# Classifier Evaluation using Bootstrap
Bootstrap can also be used to evaluate a classifier. Given the original data $D$, k datasets $D_i$ are generated from $D$ and used to train a model $M_i$ that is evaluated using the entire dataset $D$ returning the evaluation $\theta_i$. The overall evaluation is computed as the mean and standard deviation of the $k$ values of $\theta_i$. Note however that the estimates will be somewhat optimistic becvause of the overlap between the training (generated by bootstrap resampling) and the testing performed on the entire dataset (63.2%). Cross-validation does not suffer from this limitation since it keeps the training and testing sets disjoint.

In [4]:
import numpy as np
import pandas as pd
import random

np.random.seed(238476293)

In [5]:
def bootstrap(X, y, ratio=1.0):
    
    # compute the number of rows of the generated dataset
    n_rows = int(X.shape[0]*ratio)
    
    # compute the number of columns
    n_cols = X.shape[1]
    
    # create the output dataset with all zero
    sampled_X = np.zeros((n_rows,n_cols))
    sampled_y = np.zeros(n_rows)
        
    # randomly select a row from the original dataset and then copy it to the output dataset
    for s in range(n_rows):
        sample_index = int(random.random()*n_rows)
        sampled_X[s,:] = X[sample_index,:]
        sampled_y[s] = y[sample_index]
    
    return sampled_X, sampled_y

In [7]:
def bootstrap_evaluation(classifier, X, y, k, metrics):
    evaluation = []
    for i in range(k):
        bX,by = bootstrap(X,y)
        classifier.fit(bX,by)        
        yp = classifier.predict(X)
        evaluation.append(metrics(y,yp))
    return evaluation

## Boston Housing Data
First, let apply bootstrap evaluation using a regression problem, the boston housing dataset.

In [8]:
from sklearn.datasets import load_boston
boston = load_boston()
X = boston.data
y = boston.target

In [9]:
from sklearn.metrics import r2_score
from sklearn.linear_model import LinearRegression

evaluation = bootstrap_evaluation(LinearRegression(), X, y, 100, r2_score)

In [10]:
print("Bootstrap Evaluation %.3f +/ %.3f"%(np.array(evaluation).mean(),np.array(evaluation).std()))
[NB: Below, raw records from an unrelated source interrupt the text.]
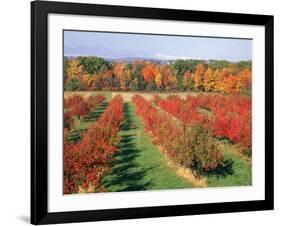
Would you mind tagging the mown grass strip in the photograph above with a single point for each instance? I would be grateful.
(139, 165)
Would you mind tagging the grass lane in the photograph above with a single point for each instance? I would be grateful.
(139, 165)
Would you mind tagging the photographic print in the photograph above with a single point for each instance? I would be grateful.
(149, 112)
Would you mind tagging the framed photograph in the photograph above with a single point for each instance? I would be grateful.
(145, 112)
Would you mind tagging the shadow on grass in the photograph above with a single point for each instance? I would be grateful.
(97, 113)
(126, 174)
(224, 170)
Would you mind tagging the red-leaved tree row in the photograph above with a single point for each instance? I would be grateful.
(80, 106)
(191, 147)
(229, 116)
(87, 161)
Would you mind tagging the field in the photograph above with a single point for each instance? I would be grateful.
(137, 161)
(140, 114)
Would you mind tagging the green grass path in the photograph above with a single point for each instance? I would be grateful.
(139, 165)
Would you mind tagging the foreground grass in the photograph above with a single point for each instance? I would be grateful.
(139, 165)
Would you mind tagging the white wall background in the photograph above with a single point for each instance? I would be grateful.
(15, 113)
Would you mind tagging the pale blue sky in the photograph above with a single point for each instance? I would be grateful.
(118, 45)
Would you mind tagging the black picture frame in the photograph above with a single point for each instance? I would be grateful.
(39, 109)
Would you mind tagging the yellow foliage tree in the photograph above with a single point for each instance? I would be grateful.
(158, 79)
(209, 80)
(199, 77)
(74, 69)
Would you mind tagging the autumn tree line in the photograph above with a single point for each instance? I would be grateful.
(94, 73)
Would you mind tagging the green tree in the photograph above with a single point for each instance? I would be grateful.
(94, 65)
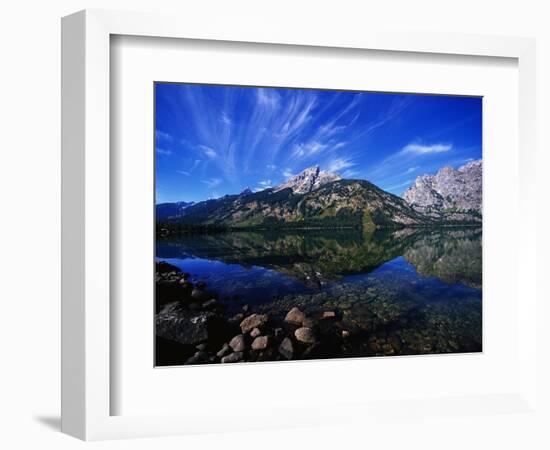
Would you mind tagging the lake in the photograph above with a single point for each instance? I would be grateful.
(406, 291)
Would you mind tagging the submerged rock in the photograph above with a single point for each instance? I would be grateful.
(253, 321)
(295, 316)
(183, 326)
(225, 350)
(286, 348)
(260, 343)
(255, 332)
(233, 357)
(237, 343)
(305, 335)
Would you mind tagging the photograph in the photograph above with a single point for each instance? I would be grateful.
(296, 223)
Bootstrap Evaluation 0.731 +/ 0.005


In [11]:
from sklearn.model_selection import cross_val_score
from sklearn.model_selection import KFold
xval_evaluation = cross_val_score(LinearRegression(), X, y, cv=KFold(n_splits=10, random_state=1234, shuffle=True))

In [12]:
print("Crossvalidation Evaluation %.3f +/ %.3f"%(np.array(xval_evaluation).mean(),np.array(xval_evaluation).std()))
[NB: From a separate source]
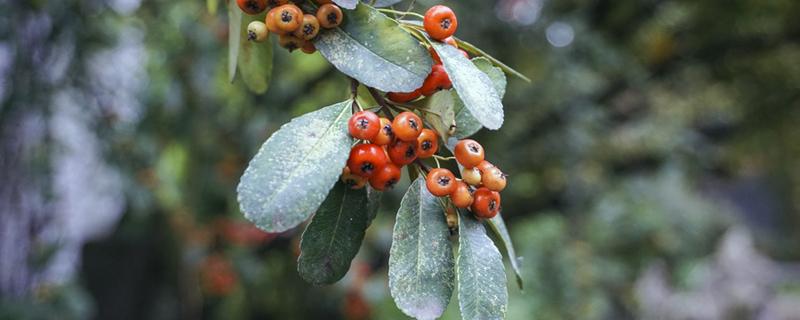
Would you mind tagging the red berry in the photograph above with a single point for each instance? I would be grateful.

Crossvalidation Evaluation 0.682 +/ 0.125


## Iris Data
Next, we can apply the same approach to a classification problem.

In [13]:
from sklearn.datasets import load_iris
from sklearn.linear_model import LogisticRegression
from sklearn.metrics import accuracy_score

iris = load_iris()
X = iris.data
y = iris.target

classifier = LogisticRegression(max_iter=1000)

evaluation = bootstrap_evaluation(classifier, X, y, 100, accuracy_score)
print("Bootstrap Evaluation %.3f +/ %.3f"%(np.array(evaluation).mean(),np.array(evaluation).std()))

xval_evaluation = cross_val_score(classifier, X, y, cv=KFold(n_splits=10, random_state=1234, shuffle=True))
print("Crossvalidation Evaluation %.3f +/ %.3f"%(np.array(xval_evaluation).mean(),np.array(xval_evaluation).std()))

Bootstrap Evaluation 0.971 +/ 0.010
Crossvalidation Evaluation 0.967 +/ 0.045